The next morning we departed and the riders encountered their first challenge- a ten mile plus ride in the wrong direction.  However, with ease the team ‘adjusted fire’ and they were back on track.  Upon hitting the border of Colorado and Kansas we stopped for our usual photo opportunity.  It is Kansas’s 150th birthday this year, after being admitted to the Union in January 29, 1861. The state’s early history as a U.S. territory was one of the numerous lead ups to the start of the American Civil War.  Historians remember the events as ‘Bleeding Kansas’, a three-year period where settlers in support and against slavery fought several bloody skirmishes. The infamous radical abolitionist John Brown operated in the area before making his way east.

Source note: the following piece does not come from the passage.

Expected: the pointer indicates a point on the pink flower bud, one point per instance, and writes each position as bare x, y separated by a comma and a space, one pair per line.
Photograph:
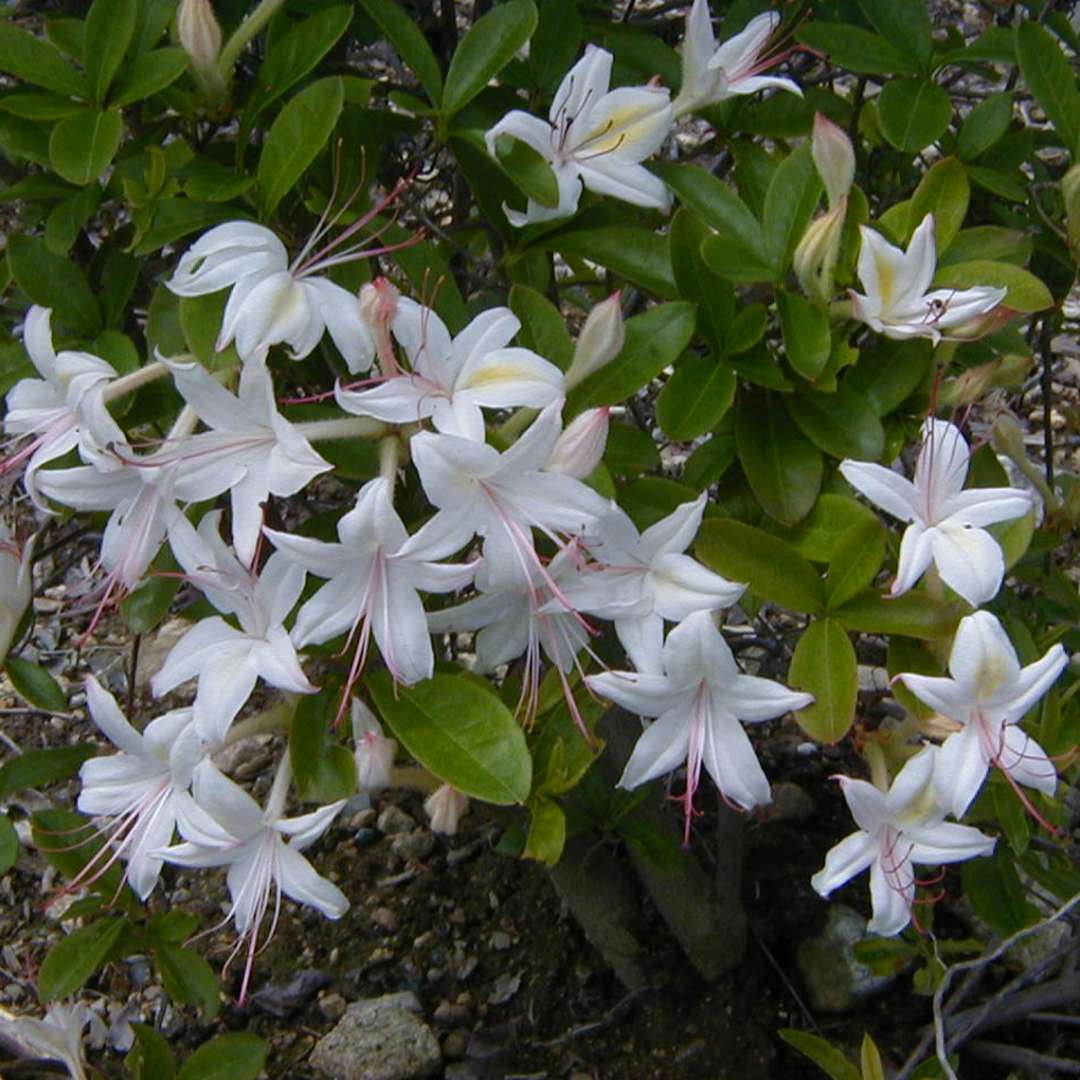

As we passed through Kansas, we noticed a potent odor of cow manure.  We travelled by several large cattle feed yards and granaries at each town, connected by railroad lines.  The most striking feature of the landscape is the flatness.  I felt hypnotized by the lack of visual obstacles and the endless horizon.  Towns emerged at the horizon from the prairie. I was unsure of what to expect as we crossed the border, but the Kansans showed the warmest hearts.  In every town from Garden City, to Dodge City to Larned, we were all welcomed with open arms.  Police and Patriot Guard escorts made entrances into town feel like a homecoming.  Our entire team hails from Pacific and Atlantic coastal states, unfamiliar with the country’s Heartland.  However, the kindness and hospitality will leave a lasting impression on us.  There is simplicity out here that should always be treasured and hospitality not easily overlooked.

While the team rested in the small town of Cimarron, halfway between Garden City and Dodge City, tragic new befell the team.  One of Kevin and Matt’s friends and lacrosse teammates Ryan Sanderson passed away the night before.  Both felt the emotional hard ache of losing a friend and took some personal time to reflect.  Later that day we arrived at the old Wild West town of Dodge City.  The town invited us to their September 11th Memorial, erected with artifacts from all three attack sites.  It was sobering and melancholy moment for all of us.  Our cameras and eyes were directed toward Kevin who relived many of the memories from that day.  9/11 emerged as a definitive central theme to this ride.

Americans are still trying to reconcile and heal from the horror, sadness, and fear from that day and confront the pain of their memories. The Ride is indeed taking that fateful Act II turn inward.  Memories are often difficult and painful places to travel to.  Perhaps a bike, a tail wind and some blessings can make that path a bit easier.